しかし、時間的に余裕がある専業主婦ならば、ちょこちょこお片づけをするのは可能なのではないだろうか。
大人女子の出かける“言い訳”に
コロナ禍で自粛生活慣れしたため、高齢でもないのに出かけない大人女子が増えた。また、夫がリモートワークとなり、コロナ禍が明けても週の半分ぐらいしか出社しないこともある。となると、主婦は出づらい。
さらに、夫が退職して一日中家にいるようになった場合、それまで気分転換に日中方々に出かけていた主婦たちも、すっかり家に軟禁状態になってしまう。そんな大人女子たちの出かける言い訳になるのが、親の家の片づけだ。

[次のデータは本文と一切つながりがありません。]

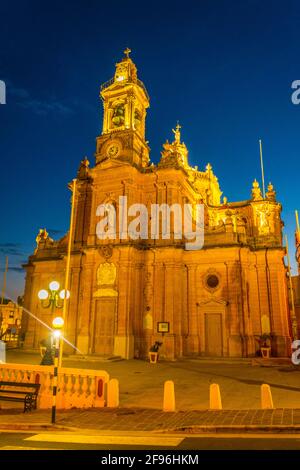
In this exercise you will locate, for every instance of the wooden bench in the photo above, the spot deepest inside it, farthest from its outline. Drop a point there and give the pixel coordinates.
(20, 392)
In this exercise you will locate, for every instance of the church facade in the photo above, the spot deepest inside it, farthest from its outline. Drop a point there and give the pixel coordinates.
(128, 293)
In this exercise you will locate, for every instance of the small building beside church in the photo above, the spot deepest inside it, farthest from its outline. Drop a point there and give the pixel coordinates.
(128, 293)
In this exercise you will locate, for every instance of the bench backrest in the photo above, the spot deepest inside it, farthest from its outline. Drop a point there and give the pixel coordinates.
(36, 387)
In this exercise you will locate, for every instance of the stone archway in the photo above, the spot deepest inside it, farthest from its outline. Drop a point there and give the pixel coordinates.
(212, 328)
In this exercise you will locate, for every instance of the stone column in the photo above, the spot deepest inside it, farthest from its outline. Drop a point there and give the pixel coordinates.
(124, 339)
(193, 343)
(84, 339)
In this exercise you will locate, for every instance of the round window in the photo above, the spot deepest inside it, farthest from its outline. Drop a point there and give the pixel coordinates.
(212, 281)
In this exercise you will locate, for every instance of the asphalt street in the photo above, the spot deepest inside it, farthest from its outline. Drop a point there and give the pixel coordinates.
(66, 441)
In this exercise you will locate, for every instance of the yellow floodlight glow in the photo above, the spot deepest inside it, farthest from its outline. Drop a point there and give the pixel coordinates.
(54, 286)
(58, 323)
(43, 294)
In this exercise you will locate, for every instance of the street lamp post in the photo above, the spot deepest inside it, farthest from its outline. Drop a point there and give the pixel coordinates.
(52, 297)
(57, 324)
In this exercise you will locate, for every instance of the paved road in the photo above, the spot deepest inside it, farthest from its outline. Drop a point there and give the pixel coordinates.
(72, 441)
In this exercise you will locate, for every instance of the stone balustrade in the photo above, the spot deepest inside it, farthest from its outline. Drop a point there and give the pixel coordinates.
(77, 388)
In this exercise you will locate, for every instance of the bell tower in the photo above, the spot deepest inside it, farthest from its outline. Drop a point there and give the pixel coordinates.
(125, 101)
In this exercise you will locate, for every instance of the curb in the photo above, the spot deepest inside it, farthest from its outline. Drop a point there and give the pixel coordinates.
(254, 428)
(34, 427)
(197, 429)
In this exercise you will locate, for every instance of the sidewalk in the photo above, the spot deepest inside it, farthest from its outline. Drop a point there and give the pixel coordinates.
(149, 420)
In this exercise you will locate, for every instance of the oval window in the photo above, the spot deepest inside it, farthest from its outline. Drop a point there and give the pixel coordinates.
(212, 281)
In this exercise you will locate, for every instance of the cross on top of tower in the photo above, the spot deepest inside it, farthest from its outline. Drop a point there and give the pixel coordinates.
(127, 52)
(177, 132)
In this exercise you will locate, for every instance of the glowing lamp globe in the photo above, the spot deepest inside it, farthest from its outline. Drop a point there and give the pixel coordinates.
(43, 294)
(54, 286)
(63, 296)
(58, 323)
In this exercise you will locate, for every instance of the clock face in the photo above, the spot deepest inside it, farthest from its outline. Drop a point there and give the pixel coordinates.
(113, 150)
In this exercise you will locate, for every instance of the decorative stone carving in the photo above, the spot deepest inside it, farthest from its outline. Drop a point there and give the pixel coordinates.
(271, 193)
(256, 192)
(106, 277)
(83, 171)
(106, 251)
(106, 274)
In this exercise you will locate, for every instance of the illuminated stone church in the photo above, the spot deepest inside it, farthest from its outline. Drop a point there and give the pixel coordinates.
(126, 294)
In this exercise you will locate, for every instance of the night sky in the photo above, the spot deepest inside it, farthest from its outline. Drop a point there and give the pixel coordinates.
(223, 68)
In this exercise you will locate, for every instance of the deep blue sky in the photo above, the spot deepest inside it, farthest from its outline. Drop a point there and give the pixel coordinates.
(223, 68)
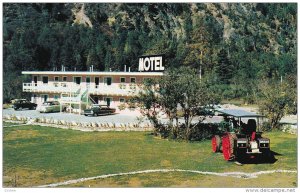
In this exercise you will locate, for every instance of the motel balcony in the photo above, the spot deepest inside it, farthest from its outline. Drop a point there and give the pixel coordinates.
(116, 89)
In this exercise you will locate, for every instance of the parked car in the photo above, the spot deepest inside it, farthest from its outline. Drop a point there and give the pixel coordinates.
(23, 104)
(49, 107)
(99, 110)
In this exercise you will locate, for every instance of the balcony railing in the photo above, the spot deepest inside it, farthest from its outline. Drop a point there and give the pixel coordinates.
(119, 89)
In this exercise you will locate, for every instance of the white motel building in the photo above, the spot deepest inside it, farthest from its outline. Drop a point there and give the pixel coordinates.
(80, 89)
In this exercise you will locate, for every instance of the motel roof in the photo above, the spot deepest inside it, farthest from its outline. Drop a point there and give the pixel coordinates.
(238, 113)
(111, 73)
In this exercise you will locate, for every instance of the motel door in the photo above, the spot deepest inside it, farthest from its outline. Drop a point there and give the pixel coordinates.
(97, 82)
(35, 80)
(108, 101)
(107, 81)
(44, 97)
(88, 81)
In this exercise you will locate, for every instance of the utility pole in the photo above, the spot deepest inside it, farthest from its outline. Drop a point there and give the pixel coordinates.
(201, 57)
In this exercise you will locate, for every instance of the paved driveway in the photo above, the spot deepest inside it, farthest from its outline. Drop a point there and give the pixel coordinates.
(116, 118)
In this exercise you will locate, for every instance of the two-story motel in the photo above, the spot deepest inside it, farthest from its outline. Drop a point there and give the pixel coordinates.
(80, 89)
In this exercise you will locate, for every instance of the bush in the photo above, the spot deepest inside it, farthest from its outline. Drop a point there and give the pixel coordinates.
(199, 132)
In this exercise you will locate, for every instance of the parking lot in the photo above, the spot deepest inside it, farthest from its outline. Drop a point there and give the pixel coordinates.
(115, 118)
(123, 117)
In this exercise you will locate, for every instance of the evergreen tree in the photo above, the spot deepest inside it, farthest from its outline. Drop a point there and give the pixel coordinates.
(224, 68)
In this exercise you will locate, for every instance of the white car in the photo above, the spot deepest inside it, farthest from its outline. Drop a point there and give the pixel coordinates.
(49, 107)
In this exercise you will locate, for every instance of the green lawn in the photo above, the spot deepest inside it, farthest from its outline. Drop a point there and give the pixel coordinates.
(42, 155)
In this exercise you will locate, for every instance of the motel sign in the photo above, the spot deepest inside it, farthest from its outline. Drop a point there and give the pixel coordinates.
(151, 63)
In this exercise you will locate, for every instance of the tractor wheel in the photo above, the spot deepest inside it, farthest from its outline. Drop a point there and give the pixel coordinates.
(216, 143)
(228, 146)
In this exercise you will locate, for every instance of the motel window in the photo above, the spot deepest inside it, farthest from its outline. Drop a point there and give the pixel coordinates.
(107, 80)
(122, 79)
(132, 80)
(45, 79)
(77, 80)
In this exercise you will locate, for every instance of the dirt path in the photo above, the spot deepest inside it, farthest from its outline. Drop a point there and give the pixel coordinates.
(229, 174)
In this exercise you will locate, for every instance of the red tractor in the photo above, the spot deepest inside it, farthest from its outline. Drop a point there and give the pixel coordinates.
(238, 140)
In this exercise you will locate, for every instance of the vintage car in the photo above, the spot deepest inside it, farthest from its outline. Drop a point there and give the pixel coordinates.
(99, 110)
(23, 104)
(49, 107)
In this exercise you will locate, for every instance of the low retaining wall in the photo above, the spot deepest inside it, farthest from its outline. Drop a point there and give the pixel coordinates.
(82, 126)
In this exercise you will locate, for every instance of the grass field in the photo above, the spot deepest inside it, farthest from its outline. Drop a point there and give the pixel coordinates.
(35, 155)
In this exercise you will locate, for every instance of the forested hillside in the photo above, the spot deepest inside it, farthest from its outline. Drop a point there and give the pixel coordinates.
(235, 44)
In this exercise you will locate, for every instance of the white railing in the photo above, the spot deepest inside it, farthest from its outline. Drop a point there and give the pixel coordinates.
(115, 89)
(121, 89)
(56, 87)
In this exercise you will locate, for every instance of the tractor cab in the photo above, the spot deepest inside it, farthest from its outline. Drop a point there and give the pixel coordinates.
(239, 135)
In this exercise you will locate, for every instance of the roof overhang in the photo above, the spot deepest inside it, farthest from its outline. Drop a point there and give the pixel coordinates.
(93, 73)
(238, 113)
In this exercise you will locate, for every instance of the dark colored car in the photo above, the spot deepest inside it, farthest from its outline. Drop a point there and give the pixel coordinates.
(24, 104)
(99, 110)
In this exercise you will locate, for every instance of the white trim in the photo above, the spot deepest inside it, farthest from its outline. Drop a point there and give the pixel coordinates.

残されて一人暮らしの親ならばなおさら、様子見がてら片づけに行ってくる、というのは、いい言い訳になるし、長時間、家から離れられる。私の友人は高齢出産で産んだ子どもが小さいとき、よく実家に通っていた。高齢になった親の様子見がてら、孫の相手もしてもらえるので、いい気分転換になったのだ。
「遺品」になる前に
私のように、親に告知してなかったために準備することもできず、亡くなってから慌てて形見分けをした場合、「あー、取っときゃよかった」という失敗もある。
だから、元気でいてくれる親と一緒にお片づけをするのは、親に形見をもらういい機会になる。会いに来てくれて、一緒に思い出を語りながらアクセサリーや着物を出して見たら、それがどういうものかもわかるし、「これはあんたにあげるよ。これは〇〇に」という展開にもなるだろう。
着物なんかは開いて畳みなおすだけでも、風が通る。虫干しできないまでも、保存していく上では大切な作業だ。
私は自分自身のアクセサリーも、すでに少しずつ娘にあげている。年とともに金属アレルギーがひどくなり、ネックレスは着けられないから、娘が20歳になってから少しずつ、譲り渡しているのだ。